Jemanden vielleicht, er nicht. Er mochte, wie sie das sagte. Wenn sie nur nicht die Sache mit seinem Vorteil ins Feld geführt hätte. Da musste er wütend werden, das hat die Zeit ihn gelehrt. Es war kein geistreicher Satz, wenn auch mit Schärfe gesprochen.
Er wendet sich ab von den aufdringlichen Gedanken, die er — merkwürdig unschlüssig — nicht bis zur letzten Konsequenz bedenkt.
Am Ende der Straße ein Haus, das aus der Reihe fällt. Grauer Marmor und viel Glas. Hier liegt das Geld der Leute. Südwärts sieht man den Anbau wachsen. Ausladend. Einnehmend. Alles scheint vollkommen. Nichts ist einzuwenden. Jeder kann es sehen. Die Macht des grauen Hauses mit der spiegelglatten Fassade wächst unaufhörlich. Die großen Banken operierten mit weltweiter Gier und obskuren Kniffen. Sie merkten zu spät, wie sie im Gegenwind der Macht des Mammons zu schwanken begannen.
Sein Geld liegt nicht in diesem grauen Haus, und es lag auch niemals dort. Bevor er sein Haus hat bauen können, vierzig Kilometer von hier, musste er betteln um einen kleinen Kredit. Nicht einmal jetzt muss er betteln. Jetzt ist er frei von diesen Zwängen. Der Mohr hat seine Schuldigkeit getan.
Er schwenkt nach rechts und läuft der Fußgängerzone zu, die vom dicken Turm bewacht wird.
Plötzlich bleibt er stehen. Etwas fühlt sich neu an. Vor dem gelben Haus auf dem kleinen Platz steht ein Brunnen auf den Marmorplatten — ein steinerner Kelch. Darauf erhebt sich eine kleine Venus aus einer Gruppe Wasser speiender Delfine. Warum hat er die Venus, warum die kleinen Delphine noch nie bemerkt? Jetzt denkt er darüber nach, warum sein Fühlen so stumpf geworden ist. Leben ist Veränderung , ärgert er sich. Aber die Veränderung, die diese Frau herbeiführen will, besteht nur im Vorzeichen, nicht im Inhalt.
Was ihr Buch betrifft, so weiß er nicht genau, warum er davon nichts hält. Vielleicht, weil er ein selten dämliches Arschloch ist. Vielleicht, weil er zu klug ist für die Fäden einer Spinne. Freilich hätte er ihr erklären können, dass ihre hastigen Worte ihn nicht überzeugt haben. Vielleicht könnte er sagen, warum ihre Zeilen, die er gern gelesen hat, es besser konnten. Er kann nicht aus seiner Haut und lässt es auch in Zukunft bleiben. Er wird ihr aus dem Wege gehen, grundsätzlich. Mit Hoffnung spielt man nicht.
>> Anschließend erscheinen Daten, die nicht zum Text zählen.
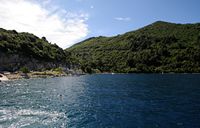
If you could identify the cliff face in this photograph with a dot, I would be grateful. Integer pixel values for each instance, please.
(27, 50)
(13, 62)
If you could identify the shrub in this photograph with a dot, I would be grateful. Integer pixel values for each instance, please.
(24, 70)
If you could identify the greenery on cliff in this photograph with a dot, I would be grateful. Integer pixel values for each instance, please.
(12, 42)
(159, 47)
(27, 45)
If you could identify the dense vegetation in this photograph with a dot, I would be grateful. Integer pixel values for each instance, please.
(12, 42)
(29, 46)
(159, 47)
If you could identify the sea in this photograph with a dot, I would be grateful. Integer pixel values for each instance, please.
(102, 101)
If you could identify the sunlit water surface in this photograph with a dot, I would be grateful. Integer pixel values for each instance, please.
(121, 101)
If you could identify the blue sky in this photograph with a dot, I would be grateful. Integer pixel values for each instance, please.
(103, 14)
(66, 22)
Wäre er früher einem bestimmten Menschen aus dem Wege gegangen, ihm wäre eine bittere Erfahrung erspart geblieben.
Dass er gar zwei Menschen hätte meiden müssen, fällt ihm wieder ein. Genau genommen drei.
Drei ausgestreckte Finger krallen sich wieder ein, die Hand wird zur Faust: In Deutschland kann jeder jeden anschmieren. Woher sollte er den Beweis nehmen? Keiner, der den Rang dafür hätte, macht sich die Mühe, die Wahrheit herauszufinden.
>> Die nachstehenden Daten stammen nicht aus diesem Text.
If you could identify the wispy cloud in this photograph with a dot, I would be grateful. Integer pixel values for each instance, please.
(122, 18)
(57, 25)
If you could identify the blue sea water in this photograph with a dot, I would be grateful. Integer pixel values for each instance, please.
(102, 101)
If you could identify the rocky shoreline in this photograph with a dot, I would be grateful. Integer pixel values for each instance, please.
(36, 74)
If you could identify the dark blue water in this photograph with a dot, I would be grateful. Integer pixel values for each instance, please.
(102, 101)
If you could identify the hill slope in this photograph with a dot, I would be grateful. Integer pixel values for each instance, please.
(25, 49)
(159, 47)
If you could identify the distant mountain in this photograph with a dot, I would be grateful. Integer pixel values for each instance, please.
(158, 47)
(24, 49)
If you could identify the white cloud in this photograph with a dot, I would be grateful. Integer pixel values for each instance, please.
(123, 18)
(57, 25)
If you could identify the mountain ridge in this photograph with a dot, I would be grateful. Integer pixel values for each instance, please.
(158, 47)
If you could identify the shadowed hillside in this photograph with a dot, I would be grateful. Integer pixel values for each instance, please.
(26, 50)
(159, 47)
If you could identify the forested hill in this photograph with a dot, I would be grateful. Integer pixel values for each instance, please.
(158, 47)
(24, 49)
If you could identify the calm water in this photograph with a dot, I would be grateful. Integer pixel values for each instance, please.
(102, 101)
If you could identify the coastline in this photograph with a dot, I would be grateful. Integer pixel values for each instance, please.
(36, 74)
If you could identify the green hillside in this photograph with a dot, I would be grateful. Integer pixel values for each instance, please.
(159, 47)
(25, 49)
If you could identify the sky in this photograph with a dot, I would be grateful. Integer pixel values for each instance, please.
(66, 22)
Sein Weg führt am Turm vorbei. Auf dem Platz gegenüber hat man Tulpenrabatten angelegt. Die sanften Strahlen der Vormittagssonne wärmen nicht nur die Blüten. Sie wärmen auch ihn, auch das nimmt er heute wahr. Und wie aus dem Nichts fällt ihm ein, warum er den kleinen Brunnen nicht hat sehen können. Er war geschützt vor den Tücken des Winters, ummantelt mit einer hölzernen Pyramide. Grün?